MUSA ANTER'den BİR SOYKIRIM ANISI...


Musa ANTER, Babanzade ailesinden Zihni Paşa'nın oğlu, gazeteci ve ekonomi profesörü H. ŞÜKRÜ BABAN (1890-1980)'dan naklen 1915 soykırımına dair şu anıyı aktarıyor.

“Şükrü Baban’ın bana anlattığı bir başka anısı daha vardı. Kanımca, burada aktaracağım bu anısı, hem tarihi bakımdan, hem de günümüz bakımından önem taşıyor. Şöyle anlatmıştı bunu Şükrü Baban:

‘Babam Zihni Paşa Beyrut valiliğinden emekli olmuştu. Kendisi Talat Paşa’nın yakın dostu idi. Talat Paşa, aşağı yukarı her Cuma tatilinde Süleymaniye’deki köşkümüze gelir; Babamla hem rakı içer, hem de satranç oynarlardı. Ben de o ara, yani 1915’de Siyasal Bilgiler Fakültesini bitirmiş, Fransa’dan yeni gelmiştim. Paris’te biraz daha kalmak istiyordum ama harp başlayınca geri dönmek zorunda kaldım.
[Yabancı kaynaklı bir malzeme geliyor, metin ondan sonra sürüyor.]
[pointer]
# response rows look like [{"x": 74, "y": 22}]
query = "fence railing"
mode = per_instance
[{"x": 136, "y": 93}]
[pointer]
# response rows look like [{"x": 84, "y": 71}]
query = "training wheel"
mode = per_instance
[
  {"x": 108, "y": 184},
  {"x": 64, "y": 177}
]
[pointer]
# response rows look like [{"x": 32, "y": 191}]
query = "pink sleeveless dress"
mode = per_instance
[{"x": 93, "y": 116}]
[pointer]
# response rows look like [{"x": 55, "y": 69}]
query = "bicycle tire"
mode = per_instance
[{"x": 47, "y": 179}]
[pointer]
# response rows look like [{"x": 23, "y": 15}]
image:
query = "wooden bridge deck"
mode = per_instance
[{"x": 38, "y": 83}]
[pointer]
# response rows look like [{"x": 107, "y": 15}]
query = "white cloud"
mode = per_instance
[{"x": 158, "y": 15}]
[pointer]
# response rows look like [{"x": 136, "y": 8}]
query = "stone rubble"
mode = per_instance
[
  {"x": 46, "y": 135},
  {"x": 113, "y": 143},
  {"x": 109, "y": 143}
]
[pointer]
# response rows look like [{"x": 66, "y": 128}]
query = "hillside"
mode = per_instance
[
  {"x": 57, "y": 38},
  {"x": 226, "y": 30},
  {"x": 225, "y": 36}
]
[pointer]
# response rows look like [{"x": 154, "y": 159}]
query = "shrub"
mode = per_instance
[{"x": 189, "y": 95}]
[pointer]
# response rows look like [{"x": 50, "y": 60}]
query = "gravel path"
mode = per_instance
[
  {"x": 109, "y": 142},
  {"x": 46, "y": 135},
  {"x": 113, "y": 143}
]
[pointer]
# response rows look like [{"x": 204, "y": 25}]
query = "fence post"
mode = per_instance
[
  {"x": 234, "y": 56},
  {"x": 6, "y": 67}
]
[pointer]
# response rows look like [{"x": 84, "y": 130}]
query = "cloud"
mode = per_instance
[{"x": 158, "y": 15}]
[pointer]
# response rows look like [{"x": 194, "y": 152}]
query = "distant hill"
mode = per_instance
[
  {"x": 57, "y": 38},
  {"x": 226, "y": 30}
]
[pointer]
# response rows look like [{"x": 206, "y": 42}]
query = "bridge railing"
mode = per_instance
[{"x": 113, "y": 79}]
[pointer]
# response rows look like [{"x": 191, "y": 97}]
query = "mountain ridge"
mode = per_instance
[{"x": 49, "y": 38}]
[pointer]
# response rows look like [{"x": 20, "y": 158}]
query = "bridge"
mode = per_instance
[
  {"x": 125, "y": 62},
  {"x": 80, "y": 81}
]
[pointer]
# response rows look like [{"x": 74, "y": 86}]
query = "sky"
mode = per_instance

Bir Cuma gün, uşaklar, beni paşa babamın çağırdığını söylediler. Selamlığa gittim. Babamla Talat Paşa’nın elini öptüm. Talat Paşa, “Oo! Maşallah Şükrü, sen kocaman bir delikanlı olmuşsun... Okulu da bitirmişsin öyle mi? ‘Enver Paşam’ dedim. ‘Öyleyse oğlum, bugünden itibaren seni Osmanlı İmparatorluğu İskan Umum Müdürlüğü’ne tayin ettim’ dedi. Ben şaşkın şaşkın. ‘Paşa Amca, kimleri iskan edeceğim?’ deyince güldü ve ‘Oğlum Ermenileri İskan edeceksin’ dedi. ‘Peki, Ermeniler meskun değil de göçebeler mi? Ben bu işi nasıl yaparım, bilmem ki’ deyince bir kahkaha attı ve, ‘Şükrü, sen Paris’e gittin ama hala çocuksun... Oğlum, kolaydır; sen emir vereceksin, Erzurum’daki Ermeniler Muş’a gelince yolda iskan olurlar; Van’ınki Bitlis’de; Bitlis’inki Siirt’de; Diyarbekir’inki Urfa’ya, Urfa’nınki Mardin’e ve Mardin’inki de Musul’a giderken yolda iskan olurlar.’ Bu, yoldaki sözüm ona iskanı ve fecaati anlayınca sapsarı kesildim, dilim dönmez oldu. Hemen dışarı çıkmamı emrettiler. Haremliğe giderken annem halimi sordu, anlatamadım. O heyecanla ertesi cumaya kadar ne rahat yedim içtim, ne de uyudum.

Ertesi Cuma beni yine çağırdıklarında büsbütün elim ayağım titredi; şayet yine beni göreve zorlarlarsa, ya Paris’e kaçar veya intihar ederim diye düşündüm. Ama öyle olmadı. İçeri girince Talat Paşa halimi görüp, ‘Korkma, korkma, gel. Sanki senden başka Şükrü yok mu? Daha iyi Şükrü’yü bulduk’ dedi...’

‘Daha iyi Şükrü’ dediği, bu olayda iskan müdürü ve ustaca tecrübesinden ötürü Atatürk devrinde içişleri bakanı olan Şükrü idi. Ki bu kaabiliyetinden ötürü Atatürk kendisine ‘Kaya’ soyadını vermişti: ŞÜKRÜ KAYA! Çünkü Cumhuriyet döneminde de iskan sorunu vardı. Ama bu sefer Ermenilerin değil, Kürtlerin iskanı söz konusuydu.”

(Musa Anter, “Hatıralarım”, Cilt 1, İstanbul, 1991, s.70-71)

FOTOGRAF: "Daha iyi ŞÜKRÜ", Ermeni soykırımın "İskân"(!) Umum Müdürü Şükrü KAYA (1883-1959, Yalova'da Atatürk'le beraber. Şükrü KAYA , Kürtlere karşı yürütülen bütün imha, sürgün ve soykırımlar sırasında da (1927-1938) İçişleri Bakanı idi...

Daha önce Dışişleri Bakanlığı ve daha sonra CHP Genel Sekreterliği yaptı.

Şükrü KAYA, bize soykırımcı kadroların Cumhuriyet dönemindeki rollerine; sürgün, soykırım ve asimilasyonla yürüyen "ETNİK ARINDIRMA!" politikalarının devamlılığına tanıklık eden bir figürdür.